Efraim
Zuroff, the so-called last Nazi hunter, visited Lithuania
with CNN
reporters. Our country didn't receive any praise. Lithuania
is more horrible
than anywhere else.
"The largest problem we encounter (...) is the threat of Holocaust
distortion and denial. And
there's no place better for looking at thisproblem than the nice Baltic
republic of Lithuania," Zuroff said
ironically to one of largest US information channels.

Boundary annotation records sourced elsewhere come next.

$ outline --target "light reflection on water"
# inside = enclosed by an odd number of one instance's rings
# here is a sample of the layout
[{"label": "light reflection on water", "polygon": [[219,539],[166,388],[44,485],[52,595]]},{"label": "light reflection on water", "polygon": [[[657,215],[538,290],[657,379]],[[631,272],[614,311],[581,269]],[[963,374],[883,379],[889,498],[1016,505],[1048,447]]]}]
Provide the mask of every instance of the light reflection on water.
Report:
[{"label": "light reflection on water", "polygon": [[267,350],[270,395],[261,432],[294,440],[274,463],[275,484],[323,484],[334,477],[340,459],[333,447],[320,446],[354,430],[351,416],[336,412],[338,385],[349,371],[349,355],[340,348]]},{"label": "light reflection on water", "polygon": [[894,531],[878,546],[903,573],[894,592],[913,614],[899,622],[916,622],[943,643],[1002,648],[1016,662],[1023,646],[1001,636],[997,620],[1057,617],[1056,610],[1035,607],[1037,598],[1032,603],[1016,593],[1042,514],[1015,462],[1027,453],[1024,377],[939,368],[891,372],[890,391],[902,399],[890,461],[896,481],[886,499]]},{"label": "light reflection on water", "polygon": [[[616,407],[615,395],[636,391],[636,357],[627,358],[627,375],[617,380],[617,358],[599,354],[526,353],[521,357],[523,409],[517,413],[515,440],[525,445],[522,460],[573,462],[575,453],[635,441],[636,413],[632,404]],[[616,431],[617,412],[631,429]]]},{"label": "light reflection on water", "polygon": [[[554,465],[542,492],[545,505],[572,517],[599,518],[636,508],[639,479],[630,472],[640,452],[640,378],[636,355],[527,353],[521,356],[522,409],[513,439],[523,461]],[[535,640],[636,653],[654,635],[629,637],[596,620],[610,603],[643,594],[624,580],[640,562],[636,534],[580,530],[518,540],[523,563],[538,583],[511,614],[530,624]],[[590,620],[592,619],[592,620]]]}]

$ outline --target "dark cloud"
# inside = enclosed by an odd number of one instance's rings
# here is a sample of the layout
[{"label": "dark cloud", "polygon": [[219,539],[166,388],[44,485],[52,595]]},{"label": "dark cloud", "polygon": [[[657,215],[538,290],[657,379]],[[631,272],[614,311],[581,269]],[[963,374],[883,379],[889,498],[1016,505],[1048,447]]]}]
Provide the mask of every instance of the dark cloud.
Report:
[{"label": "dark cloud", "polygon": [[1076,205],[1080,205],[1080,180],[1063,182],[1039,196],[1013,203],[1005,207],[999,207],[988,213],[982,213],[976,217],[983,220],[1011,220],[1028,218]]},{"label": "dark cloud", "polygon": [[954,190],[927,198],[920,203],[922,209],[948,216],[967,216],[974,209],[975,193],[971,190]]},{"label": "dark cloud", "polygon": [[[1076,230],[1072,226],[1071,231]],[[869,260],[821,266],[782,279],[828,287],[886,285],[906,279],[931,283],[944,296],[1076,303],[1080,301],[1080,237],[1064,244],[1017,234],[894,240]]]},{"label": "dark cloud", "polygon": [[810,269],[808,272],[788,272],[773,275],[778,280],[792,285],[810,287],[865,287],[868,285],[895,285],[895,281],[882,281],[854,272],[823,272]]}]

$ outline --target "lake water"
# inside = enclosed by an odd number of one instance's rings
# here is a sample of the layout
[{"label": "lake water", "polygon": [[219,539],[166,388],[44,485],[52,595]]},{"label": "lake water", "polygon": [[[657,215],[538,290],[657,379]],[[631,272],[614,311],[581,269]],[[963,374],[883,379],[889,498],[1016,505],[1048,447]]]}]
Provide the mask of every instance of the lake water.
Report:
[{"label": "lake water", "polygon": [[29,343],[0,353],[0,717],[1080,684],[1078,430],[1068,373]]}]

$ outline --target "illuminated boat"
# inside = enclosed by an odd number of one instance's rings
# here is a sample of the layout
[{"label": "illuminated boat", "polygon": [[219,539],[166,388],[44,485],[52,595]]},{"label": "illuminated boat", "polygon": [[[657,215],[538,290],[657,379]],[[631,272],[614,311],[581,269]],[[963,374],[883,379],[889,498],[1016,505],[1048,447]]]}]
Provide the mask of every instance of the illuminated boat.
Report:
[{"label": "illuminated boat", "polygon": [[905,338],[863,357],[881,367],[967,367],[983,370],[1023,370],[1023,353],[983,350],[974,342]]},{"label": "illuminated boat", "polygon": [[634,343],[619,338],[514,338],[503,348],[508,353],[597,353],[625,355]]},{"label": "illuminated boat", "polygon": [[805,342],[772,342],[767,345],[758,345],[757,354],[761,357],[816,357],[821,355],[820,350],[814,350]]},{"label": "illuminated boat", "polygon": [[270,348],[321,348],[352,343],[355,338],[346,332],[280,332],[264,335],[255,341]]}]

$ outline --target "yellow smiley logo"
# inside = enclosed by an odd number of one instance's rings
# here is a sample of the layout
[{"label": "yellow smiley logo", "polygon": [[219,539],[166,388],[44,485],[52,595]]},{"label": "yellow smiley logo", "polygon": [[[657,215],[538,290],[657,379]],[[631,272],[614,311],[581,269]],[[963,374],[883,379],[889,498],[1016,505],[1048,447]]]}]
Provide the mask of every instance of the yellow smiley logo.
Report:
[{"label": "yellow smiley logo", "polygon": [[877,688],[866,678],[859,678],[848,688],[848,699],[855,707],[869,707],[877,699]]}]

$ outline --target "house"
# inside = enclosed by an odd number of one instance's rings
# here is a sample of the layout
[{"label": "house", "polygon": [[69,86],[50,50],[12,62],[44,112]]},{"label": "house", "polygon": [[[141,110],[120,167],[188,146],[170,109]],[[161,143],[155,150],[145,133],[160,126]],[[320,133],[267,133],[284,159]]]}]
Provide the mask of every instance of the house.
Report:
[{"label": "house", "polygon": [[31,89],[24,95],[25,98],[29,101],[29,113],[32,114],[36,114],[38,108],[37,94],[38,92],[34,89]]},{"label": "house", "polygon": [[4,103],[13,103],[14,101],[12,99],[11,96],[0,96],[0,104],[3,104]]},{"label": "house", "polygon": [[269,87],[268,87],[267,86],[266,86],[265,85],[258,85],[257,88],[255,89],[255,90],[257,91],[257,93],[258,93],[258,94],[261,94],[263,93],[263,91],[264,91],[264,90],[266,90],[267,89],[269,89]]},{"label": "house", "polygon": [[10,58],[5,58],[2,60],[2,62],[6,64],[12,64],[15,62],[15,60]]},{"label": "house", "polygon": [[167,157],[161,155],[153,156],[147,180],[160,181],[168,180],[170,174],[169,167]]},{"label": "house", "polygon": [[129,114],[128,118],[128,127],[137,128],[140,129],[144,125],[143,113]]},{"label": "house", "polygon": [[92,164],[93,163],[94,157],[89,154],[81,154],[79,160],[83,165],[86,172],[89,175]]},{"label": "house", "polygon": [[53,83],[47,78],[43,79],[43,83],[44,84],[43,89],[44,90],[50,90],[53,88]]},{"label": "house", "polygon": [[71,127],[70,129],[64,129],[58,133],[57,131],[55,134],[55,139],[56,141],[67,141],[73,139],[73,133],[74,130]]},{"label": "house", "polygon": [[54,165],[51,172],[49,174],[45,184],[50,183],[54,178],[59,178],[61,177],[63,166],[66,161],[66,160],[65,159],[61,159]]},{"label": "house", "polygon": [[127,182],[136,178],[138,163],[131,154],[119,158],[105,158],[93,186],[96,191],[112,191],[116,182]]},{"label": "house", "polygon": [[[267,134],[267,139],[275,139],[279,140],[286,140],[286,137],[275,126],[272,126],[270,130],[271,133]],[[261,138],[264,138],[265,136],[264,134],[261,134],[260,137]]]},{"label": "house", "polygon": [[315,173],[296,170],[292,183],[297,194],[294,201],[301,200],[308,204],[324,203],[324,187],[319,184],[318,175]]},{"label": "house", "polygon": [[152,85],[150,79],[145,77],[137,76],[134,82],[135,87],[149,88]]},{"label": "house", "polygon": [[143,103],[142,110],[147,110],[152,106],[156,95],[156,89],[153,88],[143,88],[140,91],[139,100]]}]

The Nazi hunter characterized
Lithuania as a country which has bears a lot
of guilt for the Holocaust. Lithuania allegedly hasn't
shown almost any
desire to recognize that guilt. The head of the Simon
Wiesenthal Center
that pursues Nazi criminals accused Lithuania of attempts
to rewrite
history in a way more favorable to the country. Furthermore,
he said,
Lithuania undeservedly compares the crimes against humanity
of the Hitler
and Stalin regimes.
"When it became
clear that not a single Lithuanian will be punished in
independent Lithuania for Holocaust crimes, they went
to work trying to
rewrite the history textbooks and to create parallels
between Communism
and Nazism. It's time to begin a serious battle," Zuroff
said while
driving.
And this isn't the only epithet
[applied] to our country. Zuroff recalls
the operation begun in 2002, "Last
Chance," during which the Wiesenthal
Center tried to find still-unnamed Nazi criminals. "In
Lithuania we find
more suspects than in any other country in the world," the
Nazi hunter has
said many times, criticizing Lithuania in the international
arena.
Shooting for independence?
While telling of Lithuanian
war crimes, he did not hide his belief that
the destruction of the Jews was part of Lithuanian policy.
"They (Lithuanians
-editor) thought: 'The Nazis hate the Jews, and we also
have problems with Jews, so if we help the Nazis, they
will help us regain
independence.' Percentage-wise more Jews were killed
in Lithuania than
anywhere else in Europe. Ninety-six point four percent
of Jews who lived
in Nazi-occupied Lithuania were killed, 212,000 out of
220,000," Zuroff
continues.
He said one of the reasons
so many Jews were killed in Lithuania was aid
local inhabitants rendered the Germans.
Several Jews who survived
the Holocaust are also interviewed in the CNN
program. They tell how a Lithuanian could attack any
Jew for no reason and
remain unpunished.
A Witness Suspected of Genocide
Against Lithuanians
"Thousands of Lithuanians
joined the German killing machine. On their own
initiative [i.e. they volunteered], this was not a mandatory
mobilization.
They joined up and carried out mass murder," Yitzhak
Arad, who survived
the Holocaust in Lithuania, told CNN.
By the way, Arad doesn't just
belong to the international commission
investigating Nazi crimes in Lithuania, he's also a suspect.
Three years
ago the State Security Department and the Prosecutor
General's office
presented him with suspicions [accusations] he had participated
in the
geneocide against the Lithuanian nation during the Soviet
occupation. The
charges were presented to him through the Israeli Justice
Ministry, where
he lives. Arad compared the accusations to revenge, alleging
Lithuania is
trying to put a stop to investigations of Nazi crimes.
At the end of the CNN program
Zuroff returns to the screen talking about
the "Special
Unit," which is what he calls Lithuanian units which
allegedly carried out massacres. "Their
specialty was, of course, mass
murder," the
head of the Simon Wiesenthal Center says.